# thinking of getting a yak



## Billy J (Aug 3, 2006)

thinking bout maybe getting a kayak any suggestions


----------



## bbcroaker (Jan 6, 2005)

Start with www.kayakfishingstuff.com
Lots of help there .
Then go to some demo's and paddle some .Kind of late this year though.Someone posted some where that you could try out some at www.baytrails.com in Mathews County


----------



## Billy J (Aug 3, 2006)

I have a lake in the backyard to practice in I would like to go back in the inlets with it after I get lots of practice with it thanks for your suggestions


----------



## SkunkApe (Dec 9, 2006)

Billy J said:


> I have a lake in the backyard to practice in I would like to go back in the inlets with it after I get lots of practice with it thanks for your suggestions


Yakking BACK IN the inlets is really no problem, not a lot of practice needed. Yeah, you should need to know how to read the water i.e skinny vs. deeper to target the feeshies, and also "re-boarding" your yak in overhead water. The REAL challenge I've had is fast current, dangerous eddies, bridges and boats. That's really where you need your head on a swivel. Make's fishing in those conditions you wishin' you had eight arms. But, sometimes that's where the fish are. Good luck and I'm sure you'll get a hell of a lot more fish out of a yak.


----------



## Rockstar (Jun 23, 2004)

Take a look at the Wilderness Systems Ride 135... it's a SWEET boat. I personally haven't paddled it yet, but a friend of mine is getting his this fall... if I like it i'll sell my Prowler and have it rigged up by spring.


----------



## Billy J (Aug 3, 2006)

yea I am gonna check them out good before 
i buy one thanks


----------



## becoyote (Aug 1, 2007)

I am new to kayaking and just bought the 135 this summer. It's super stable. I bought it and went right to fishing in Lynnhaven. No practice at all.


----------



## fishbait (Nov 11, 2005)

Billy, 
Kayakfishingstuff has a lot of information, reviews, and comparisons of yaks and it's a great source to start your search. In the end, personal preference will also be a big factor, so try to test drive as many as you can. I'm a heavy guy, so I settled on a big yak (cobra fish-n-dive) for it's capacity and rock solid stability. My fishing buddies all chose different yaks and each one suits their needs. Either way, you are going to catch a lot more fish regardless of which yak you get.


----------



## Billy J (Aug 3, 2006)

thanks fishbait and everyone for the input i really appreciate it


----------



## ccc6588 (Jun 20, 2003)

I've seen guys on this post who seemed to quit right after getting a yak most likely due to not getting the right yak.

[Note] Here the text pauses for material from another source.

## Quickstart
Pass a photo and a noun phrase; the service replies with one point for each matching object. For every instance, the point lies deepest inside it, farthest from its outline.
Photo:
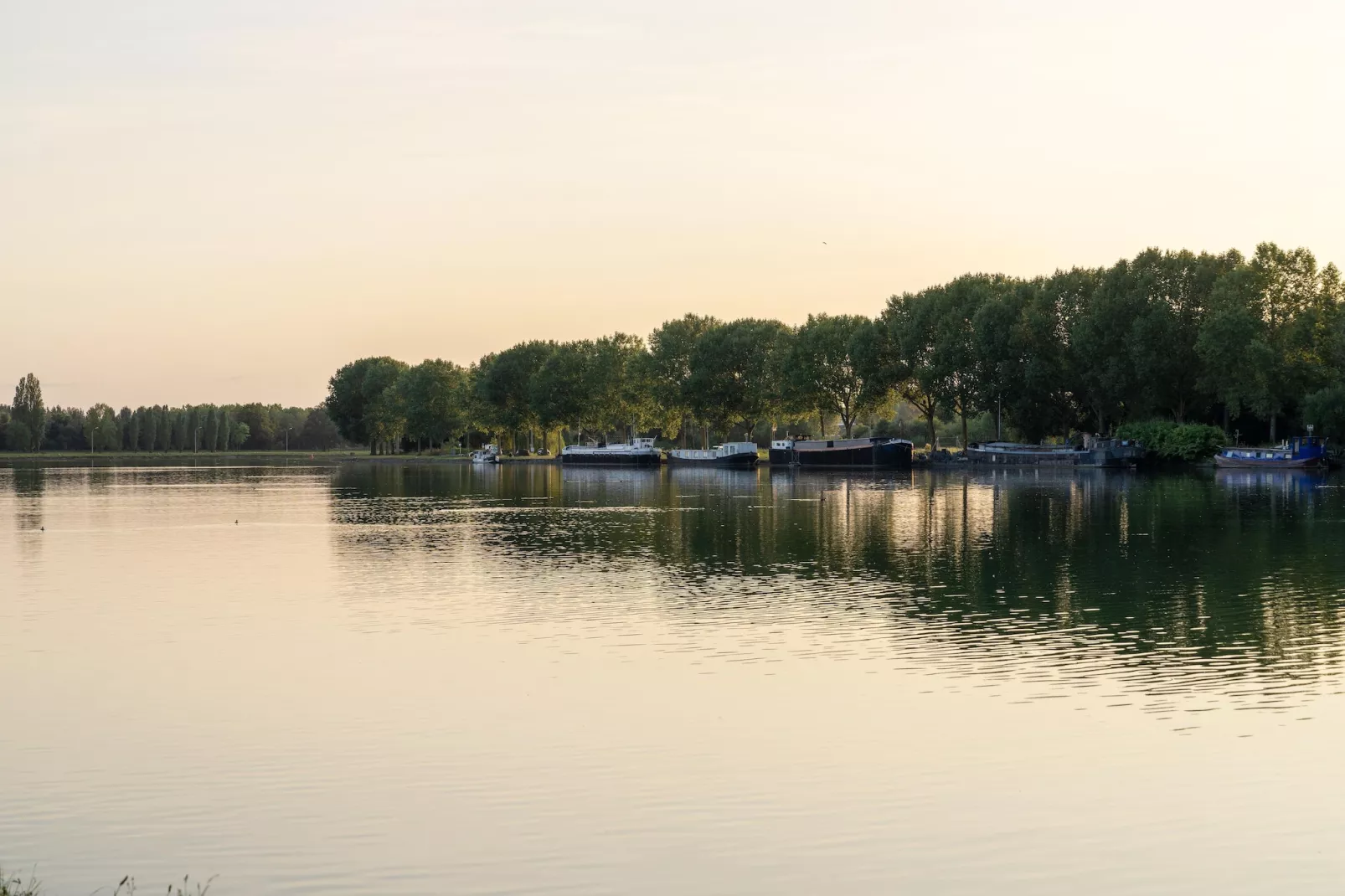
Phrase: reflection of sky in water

Try them out and know the advantages and disadvantages of yak fishing and decide what yak is right for you.


----------



## seeknfin (Dec 28, 2006)

ccc6588 said:


> I've seen guys on this post who seemed to quit right after getting a yak most likely due to not getting the right yak.
> 
> Try them out and know the advantages and disadvantages of yak fishing and decide what yak is right for you.


Yepper what CC says

Much to consider..no one yak does it all.
It's more of finding the kayak that best fits your personal style of prefered fishing. Wild River Outfitters used to have something like 30 bucks for test driving 3 different yaks. They're really good folks that put up with my constant questioning..

Good luck in your Quest, and I've paddled a Hobie Quest for the last two years.....works for me....


----------



## J_Lannon (Jul 23, 2003)

*Yaks*

I have own a T160i, and a Prowler 13. I now own a Wilderness Ride 135. All 3 are nice boats, for what they do, but they all have thier good and bad points.

They best thing to do with any kayak is to optimize its good points while minimizing the bad.


----------



## ccc6588 (Jun 20, 2003)

I did not test drive the Hobie Outback before I bought, but I heard a lot of great things about peddling. Prior to this I paddled a SeaEagle inflatable kayak which is also pretty expensive.

I love the Mirage Drive, but the Outback is not the fastest kayak. So if I had to do it again, I may have gotten the Hobie Revolution which is suppose to be much faster than the Outback.

Having paddled and pedeled, I truly believe that pedeling is a better way to go for fishing. You can stay dry if you wanted to pedeling. You can't avoid getting wet when paddling.

The legs are much stronger than the arms and you can increase your range as well.

The extra money you pay for the mirage drive is well worth it in my opionion.


----------